The physician-led consortium started offering the free webinars in August to help doctors use its metrics when participating in quality improvement and pay-for-performance projects. The consortium marked its 10th anniversary in 2010. The years have paid dividends, with the consortium developing 270 clinical performance measures across 43 clinical areas that doctors can use to improve care, said AMA Board of Trustees Chair Ardis Dee Hoven, MD.
The goal of the webinar series is to showcase how local, regional and national initiatives are putting the consortium's measures into practice in different care settings.
For example, a Dec. 15, 2010, webinar focused on how more than 90 physician practices in Colorado are using doctor-backed quality metrics. The work in Colorado is happening as part of two initiatives coordinated by Health TeamWorks, a nonprofit coalition of physicians, hospitals, health plans, employers and quality improvement organizations formerly known as the Colorado Clinical Guidelines Collaborative.
The Colorado efforts demonstrate the importance of physician practices collecting information about their performance to improve upon it, said Marjie Grazi Harbrecht, MD, Health TeamWorks' medical and executive director.
"Guidelines were a great start," Dr. Harbrecht said. "That knowledge was really crucial, but it is only as useful as the systems used to put it into action. If you don't look at your data, or have a way to measure your progress and monitor that, you don't really know where to direct your attention, or if the systems you're using are really making a difference."
Beyond claims data
Doctors have long argued that health plans' use of administrative claims data to judge physician quality is misleading to patients, because the information is intended to administer payments, not evaluate clinical care. When physician practices collect their own quality data, they have greater confidence that they reflect reality and show where gaps in care may exist, Dr. Harbrecht said.
Some Colorado clinics are going further, using the data they collect to show patients how their hemoglobin A1c, blood pressure and cholesterol levels are changing over time.

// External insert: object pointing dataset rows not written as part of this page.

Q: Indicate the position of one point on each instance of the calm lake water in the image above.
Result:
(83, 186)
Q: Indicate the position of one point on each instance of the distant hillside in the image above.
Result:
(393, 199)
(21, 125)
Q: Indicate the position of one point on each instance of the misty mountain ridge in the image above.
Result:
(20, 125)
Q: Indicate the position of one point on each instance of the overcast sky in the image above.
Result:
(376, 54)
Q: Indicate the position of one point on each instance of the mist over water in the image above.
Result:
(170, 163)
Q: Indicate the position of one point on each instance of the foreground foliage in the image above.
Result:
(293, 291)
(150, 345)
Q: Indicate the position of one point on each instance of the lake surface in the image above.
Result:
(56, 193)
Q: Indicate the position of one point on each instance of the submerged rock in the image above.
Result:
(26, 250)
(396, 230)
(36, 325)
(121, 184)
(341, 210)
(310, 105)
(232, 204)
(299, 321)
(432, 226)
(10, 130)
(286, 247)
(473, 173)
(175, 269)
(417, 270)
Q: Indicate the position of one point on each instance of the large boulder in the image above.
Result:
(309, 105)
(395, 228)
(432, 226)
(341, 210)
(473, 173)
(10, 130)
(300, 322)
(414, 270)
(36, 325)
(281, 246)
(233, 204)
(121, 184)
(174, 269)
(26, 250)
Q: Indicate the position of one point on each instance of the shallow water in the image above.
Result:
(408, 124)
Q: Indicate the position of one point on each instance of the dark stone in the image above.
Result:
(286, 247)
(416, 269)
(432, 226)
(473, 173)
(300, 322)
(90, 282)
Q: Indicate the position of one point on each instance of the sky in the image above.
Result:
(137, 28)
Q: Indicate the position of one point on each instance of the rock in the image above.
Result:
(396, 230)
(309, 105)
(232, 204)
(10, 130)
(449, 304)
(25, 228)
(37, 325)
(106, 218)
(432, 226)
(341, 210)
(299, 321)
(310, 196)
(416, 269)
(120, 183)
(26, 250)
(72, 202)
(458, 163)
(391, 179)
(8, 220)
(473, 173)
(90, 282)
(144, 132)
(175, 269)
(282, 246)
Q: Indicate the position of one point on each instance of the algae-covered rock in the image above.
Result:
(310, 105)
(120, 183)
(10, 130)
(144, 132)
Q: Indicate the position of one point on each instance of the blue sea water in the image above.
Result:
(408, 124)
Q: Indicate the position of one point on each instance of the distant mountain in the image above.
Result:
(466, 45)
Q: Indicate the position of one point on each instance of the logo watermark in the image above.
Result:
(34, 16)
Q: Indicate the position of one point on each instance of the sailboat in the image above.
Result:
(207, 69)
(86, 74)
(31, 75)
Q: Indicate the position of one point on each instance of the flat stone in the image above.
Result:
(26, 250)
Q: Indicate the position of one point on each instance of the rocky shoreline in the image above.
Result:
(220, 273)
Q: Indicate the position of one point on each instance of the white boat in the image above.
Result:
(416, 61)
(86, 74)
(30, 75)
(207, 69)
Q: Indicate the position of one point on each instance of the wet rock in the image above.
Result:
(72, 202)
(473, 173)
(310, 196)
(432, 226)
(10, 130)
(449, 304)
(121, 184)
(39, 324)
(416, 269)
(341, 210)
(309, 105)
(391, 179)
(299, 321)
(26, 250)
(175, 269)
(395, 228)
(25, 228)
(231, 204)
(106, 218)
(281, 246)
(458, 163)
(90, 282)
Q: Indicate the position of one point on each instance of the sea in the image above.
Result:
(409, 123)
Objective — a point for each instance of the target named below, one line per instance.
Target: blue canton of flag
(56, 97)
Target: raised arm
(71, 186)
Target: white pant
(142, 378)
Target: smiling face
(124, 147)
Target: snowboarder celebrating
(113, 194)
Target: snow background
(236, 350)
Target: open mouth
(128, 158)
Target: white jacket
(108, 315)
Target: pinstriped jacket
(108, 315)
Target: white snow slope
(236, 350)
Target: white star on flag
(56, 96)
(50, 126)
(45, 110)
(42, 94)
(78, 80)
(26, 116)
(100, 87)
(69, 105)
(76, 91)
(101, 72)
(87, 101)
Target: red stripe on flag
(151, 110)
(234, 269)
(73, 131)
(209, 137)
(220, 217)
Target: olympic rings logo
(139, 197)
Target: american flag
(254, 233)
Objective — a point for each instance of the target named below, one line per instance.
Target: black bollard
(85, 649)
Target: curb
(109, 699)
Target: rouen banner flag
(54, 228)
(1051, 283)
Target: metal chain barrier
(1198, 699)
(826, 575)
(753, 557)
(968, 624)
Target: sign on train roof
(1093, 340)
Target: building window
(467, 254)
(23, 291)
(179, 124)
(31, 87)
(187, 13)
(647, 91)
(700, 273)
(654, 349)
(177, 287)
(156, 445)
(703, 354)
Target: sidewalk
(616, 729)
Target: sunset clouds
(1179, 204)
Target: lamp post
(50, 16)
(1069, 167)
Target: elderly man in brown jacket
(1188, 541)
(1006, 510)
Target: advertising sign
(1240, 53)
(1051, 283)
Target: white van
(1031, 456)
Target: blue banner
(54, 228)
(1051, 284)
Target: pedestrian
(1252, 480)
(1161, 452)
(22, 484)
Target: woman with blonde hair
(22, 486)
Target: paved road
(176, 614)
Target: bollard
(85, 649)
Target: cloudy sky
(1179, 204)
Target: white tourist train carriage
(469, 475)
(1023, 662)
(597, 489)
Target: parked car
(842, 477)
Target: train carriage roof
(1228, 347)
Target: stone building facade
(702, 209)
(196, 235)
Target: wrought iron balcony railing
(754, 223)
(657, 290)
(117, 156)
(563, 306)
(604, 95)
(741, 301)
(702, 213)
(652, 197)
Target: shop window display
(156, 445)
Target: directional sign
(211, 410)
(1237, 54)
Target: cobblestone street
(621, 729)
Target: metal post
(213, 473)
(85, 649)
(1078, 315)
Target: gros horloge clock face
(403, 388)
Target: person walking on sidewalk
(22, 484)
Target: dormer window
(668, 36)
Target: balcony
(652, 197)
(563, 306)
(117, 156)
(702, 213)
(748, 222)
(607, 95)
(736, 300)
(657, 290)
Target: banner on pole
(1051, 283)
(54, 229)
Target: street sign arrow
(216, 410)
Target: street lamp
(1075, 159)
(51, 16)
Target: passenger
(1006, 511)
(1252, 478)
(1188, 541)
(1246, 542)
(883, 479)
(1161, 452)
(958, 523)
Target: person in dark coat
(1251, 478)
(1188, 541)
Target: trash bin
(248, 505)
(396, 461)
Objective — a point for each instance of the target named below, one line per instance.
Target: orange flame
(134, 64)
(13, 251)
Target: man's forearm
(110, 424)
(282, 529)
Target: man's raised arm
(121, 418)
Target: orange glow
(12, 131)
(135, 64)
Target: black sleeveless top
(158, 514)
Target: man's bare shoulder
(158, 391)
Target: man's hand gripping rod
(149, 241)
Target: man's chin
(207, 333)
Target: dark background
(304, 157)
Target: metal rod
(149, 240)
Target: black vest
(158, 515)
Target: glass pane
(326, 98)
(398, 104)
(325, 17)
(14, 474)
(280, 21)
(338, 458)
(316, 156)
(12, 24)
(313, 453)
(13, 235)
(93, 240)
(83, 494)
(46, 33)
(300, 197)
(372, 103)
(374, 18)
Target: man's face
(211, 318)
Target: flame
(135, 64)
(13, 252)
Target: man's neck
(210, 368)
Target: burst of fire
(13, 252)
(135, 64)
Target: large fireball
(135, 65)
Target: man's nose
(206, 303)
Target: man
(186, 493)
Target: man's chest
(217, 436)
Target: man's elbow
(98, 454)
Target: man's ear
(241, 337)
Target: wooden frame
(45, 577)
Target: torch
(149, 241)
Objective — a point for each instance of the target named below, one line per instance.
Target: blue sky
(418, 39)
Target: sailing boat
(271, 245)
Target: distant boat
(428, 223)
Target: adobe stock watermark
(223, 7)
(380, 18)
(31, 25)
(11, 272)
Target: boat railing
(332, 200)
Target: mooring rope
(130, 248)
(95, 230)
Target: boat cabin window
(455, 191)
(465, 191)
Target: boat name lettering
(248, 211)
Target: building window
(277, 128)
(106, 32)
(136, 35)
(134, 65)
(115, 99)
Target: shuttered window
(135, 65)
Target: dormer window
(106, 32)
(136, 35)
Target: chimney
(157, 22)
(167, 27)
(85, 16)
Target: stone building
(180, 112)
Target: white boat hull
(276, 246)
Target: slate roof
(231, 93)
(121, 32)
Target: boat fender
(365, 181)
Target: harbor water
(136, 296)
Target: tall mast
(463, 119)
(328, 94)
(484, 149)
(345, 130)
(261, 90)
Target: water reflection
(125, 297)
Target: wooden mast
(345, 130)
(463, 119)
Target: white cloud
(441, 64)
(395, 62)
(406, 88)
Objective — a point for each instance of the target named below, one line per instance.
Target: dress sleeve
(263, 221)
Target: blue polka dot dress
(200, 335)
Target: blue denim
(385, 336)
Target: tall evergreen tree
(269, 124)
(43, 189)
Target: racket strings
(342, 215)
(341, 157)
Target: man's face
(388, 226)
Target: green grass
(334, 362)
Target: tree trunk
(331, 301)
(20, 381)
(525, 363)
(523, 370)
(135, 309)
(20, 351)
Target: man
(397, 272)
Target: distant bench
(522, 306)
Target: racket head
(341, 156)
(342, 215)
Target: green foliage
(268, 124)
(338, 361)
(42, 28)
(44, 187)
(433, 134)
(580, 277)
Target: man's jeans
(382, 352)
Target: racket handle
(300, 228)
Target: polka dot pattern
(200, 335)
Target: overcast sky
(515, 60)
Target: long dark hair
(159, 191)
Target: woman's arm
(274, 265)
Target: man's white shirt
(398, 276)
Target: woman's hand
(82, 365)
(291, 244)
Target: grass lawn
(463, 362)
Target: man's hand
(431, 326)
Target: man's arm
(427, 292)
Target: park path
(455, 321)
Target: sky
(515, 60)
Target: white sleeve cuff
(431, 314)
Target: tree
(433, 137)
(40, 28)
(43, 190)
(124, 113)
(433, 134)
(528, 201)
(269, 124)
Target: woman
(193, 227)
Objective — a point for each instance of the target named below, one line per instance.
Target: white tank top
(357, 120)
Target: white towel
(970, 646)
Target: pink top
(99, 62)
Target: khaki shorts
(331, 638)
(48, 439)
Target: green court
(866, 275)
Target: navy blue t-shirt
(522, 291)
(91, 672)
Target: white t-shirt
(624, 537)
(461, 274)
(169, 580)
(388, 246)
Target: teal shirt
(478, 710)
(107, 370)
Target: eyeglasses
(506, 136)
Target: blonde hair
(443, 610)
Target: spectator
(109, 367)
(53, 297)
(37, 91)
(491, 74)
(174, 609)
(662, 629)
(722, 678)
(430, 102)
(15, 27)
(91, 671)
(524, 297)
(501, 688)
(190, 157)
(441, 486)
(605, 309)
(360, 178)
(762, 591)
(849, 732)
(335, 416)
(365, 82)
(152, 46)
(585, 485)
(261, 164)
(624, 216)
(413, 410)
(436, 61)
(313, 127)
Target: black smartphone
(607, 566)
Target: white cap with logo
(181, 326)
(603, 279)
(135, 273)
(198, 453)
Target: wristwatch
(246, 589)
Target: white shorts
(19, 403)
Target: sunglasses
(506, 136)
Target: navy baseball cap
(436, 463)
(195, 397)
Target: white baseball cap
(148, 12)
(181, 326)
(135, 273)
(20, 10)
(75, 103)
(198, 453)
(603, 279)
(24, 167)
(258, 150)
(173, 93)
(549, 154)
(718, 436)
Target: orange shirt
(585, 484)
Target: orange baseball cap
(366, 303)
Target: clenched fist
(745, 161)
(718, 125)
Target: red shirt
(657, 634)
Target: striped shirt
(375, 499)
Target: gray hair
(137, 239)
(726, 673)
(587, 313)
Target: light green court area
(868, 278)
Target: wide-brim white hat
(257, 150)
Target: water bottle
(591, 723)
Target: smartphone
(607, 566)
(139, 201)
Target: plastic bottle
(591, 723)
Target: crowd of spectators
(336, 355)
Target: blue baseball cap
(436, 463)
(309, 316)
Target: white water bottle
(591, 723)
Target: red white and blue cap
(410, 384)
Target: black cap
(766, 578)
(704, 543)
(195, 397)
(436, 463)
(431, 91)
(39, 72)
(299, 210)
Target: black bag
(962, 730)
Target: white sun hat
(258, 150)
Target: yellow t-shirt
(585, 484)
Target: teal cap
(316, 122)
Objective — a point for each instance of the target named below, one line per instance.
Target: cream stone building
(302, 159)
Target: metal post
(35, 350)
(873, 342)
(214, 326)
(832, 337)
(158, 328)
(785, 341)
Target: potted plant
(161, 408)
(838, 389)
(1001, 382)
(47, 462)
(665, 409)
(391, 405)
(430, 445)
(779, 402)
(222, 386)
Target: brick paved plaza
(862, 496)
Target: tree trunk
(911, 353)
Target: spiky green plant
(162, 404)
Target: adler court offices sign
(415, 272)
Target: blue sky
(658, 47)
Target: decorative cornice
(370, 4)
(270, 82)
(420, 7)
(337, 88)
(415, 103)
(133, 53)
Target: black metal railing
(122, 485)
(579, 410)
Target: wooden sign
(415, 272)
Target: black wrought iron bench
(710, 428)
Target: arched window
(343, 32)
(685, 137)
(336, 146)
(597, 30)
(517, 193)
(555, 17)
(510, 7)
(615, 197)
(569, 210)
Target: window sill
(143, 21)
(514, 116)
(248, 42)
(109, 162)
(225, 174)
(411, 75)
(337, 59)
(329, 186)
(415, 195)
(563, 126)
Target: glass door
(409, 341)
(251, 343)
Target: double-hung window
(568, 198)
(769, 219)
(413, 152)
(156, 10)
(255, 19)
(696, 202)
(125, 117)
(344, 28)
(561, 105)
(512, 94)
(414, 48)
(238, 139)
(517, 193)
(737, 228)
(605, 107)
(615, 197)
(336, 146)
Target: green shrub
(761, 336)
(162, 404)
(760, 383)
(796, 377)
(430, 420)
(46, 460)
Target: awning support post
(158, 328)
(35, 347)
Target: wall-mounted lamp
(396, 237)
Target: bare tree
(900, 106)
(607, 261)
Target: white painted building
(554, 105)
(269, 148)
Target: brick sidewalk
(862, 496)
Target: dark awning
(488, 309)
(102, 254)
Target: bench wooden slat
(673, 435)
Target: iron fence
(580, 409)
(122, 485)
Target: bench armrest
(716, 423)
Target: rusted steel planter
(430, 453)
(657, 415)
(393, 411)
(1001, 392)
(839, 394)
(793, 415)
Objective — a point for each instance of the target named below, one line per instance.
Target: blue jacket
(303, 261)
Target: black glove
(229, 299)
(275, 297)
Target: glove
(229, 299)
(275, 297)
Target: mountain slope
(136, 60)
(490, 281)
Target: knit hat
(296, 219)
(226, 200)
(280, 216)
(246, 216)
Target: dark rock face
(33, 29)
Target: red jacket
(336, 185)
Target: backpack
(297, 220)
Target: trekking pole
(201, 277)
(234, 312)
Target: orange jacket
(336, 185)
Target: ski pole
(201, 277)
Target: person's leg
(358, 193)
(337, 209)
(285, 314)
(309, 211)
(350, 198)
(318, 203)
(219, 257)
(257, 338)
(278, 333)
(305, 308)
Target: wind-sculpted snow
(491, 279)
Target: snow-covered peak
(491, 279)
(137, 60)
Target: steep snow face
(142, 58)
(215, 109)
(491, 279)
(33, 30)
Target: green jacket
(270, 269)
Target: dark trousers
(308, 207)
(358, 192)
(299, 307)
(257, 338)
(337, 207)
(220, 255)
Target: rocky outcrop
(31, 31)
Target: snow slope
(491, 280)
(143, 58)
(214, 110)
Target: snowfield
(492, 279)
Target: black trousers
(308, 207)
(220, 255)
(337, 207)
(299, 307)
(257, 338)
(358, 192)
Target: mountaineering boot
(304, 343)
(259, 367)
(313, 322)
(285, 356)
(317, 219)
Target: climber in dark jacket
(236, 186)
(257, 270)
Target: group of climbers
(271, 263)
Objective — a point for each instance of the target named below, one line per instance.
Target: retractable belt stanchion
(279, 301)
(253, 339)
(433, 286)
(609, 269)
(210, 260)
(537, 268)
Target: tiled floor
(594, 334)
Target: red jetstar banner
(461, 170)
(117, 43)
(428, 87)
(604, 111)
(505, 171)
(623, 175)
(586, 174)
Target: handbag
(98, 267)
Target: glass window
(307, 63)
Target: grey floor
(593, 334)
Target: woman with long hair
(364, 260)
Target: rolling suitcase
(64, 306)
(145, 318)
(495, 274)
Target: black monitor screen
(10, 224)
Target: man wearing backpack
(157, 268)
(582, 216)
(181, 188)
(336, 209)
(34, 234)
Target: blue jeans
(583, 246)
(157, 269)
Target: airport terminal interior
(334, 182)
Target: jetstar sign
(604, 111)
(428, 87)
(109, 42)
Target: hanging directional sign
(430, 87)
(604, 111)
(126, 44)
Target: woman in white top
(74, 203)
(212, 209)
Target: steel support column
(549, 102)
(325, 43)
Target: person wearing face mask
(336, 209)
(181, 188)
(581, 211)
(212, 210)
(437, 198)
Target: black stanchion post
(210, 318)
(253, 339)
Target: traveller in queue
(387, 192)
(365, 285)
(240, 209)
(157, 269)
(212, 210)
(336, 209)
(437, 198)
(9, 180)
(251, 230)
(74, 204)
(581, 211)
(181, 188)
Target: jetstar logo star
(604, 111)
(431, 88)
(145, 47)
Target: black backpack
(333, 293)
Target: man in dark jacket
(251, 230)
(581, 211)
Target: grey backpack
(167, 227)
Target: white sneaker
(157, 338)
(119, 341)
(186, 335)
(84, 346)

"Patients get so excited to actually see their numbers," Dr. Harbrecht said. "They start to be able to see that the things they're doing -- such as diet and exercise -- improve their numbers, then they get much more engaged because they've set those goals in conjunction with you all. It becomes much more of a partnership."
More than 70 health professionals participated in the Dec. 15 webinar, 57% of whom were involved in implementing quality improvement projects in their organizations.
The first Quality in Action webinar showed how to implement measures related to HIV/AIDS care. A separate series of consortium-hosted webinars focuses on developing and testing performance measures. The next webinar, scheduled for Jan. 12, will show how to determine if measures are valid and reliable for use in practice. Users can visit the consortium's website to register for upcoming webinars, view slides and listen to audio recordings from previous webinars.
Learning how to use quality measures to improve care is a professional obligation and a way to counter inaccurate information, Dr. Harbrecht said.
"What we signed up to do is deliver good care," she said. "We know we all want to do that. Doing this kind of work is not just for internal quality improvement purposes, but also for external purposes to demonstrate the quality that you provide."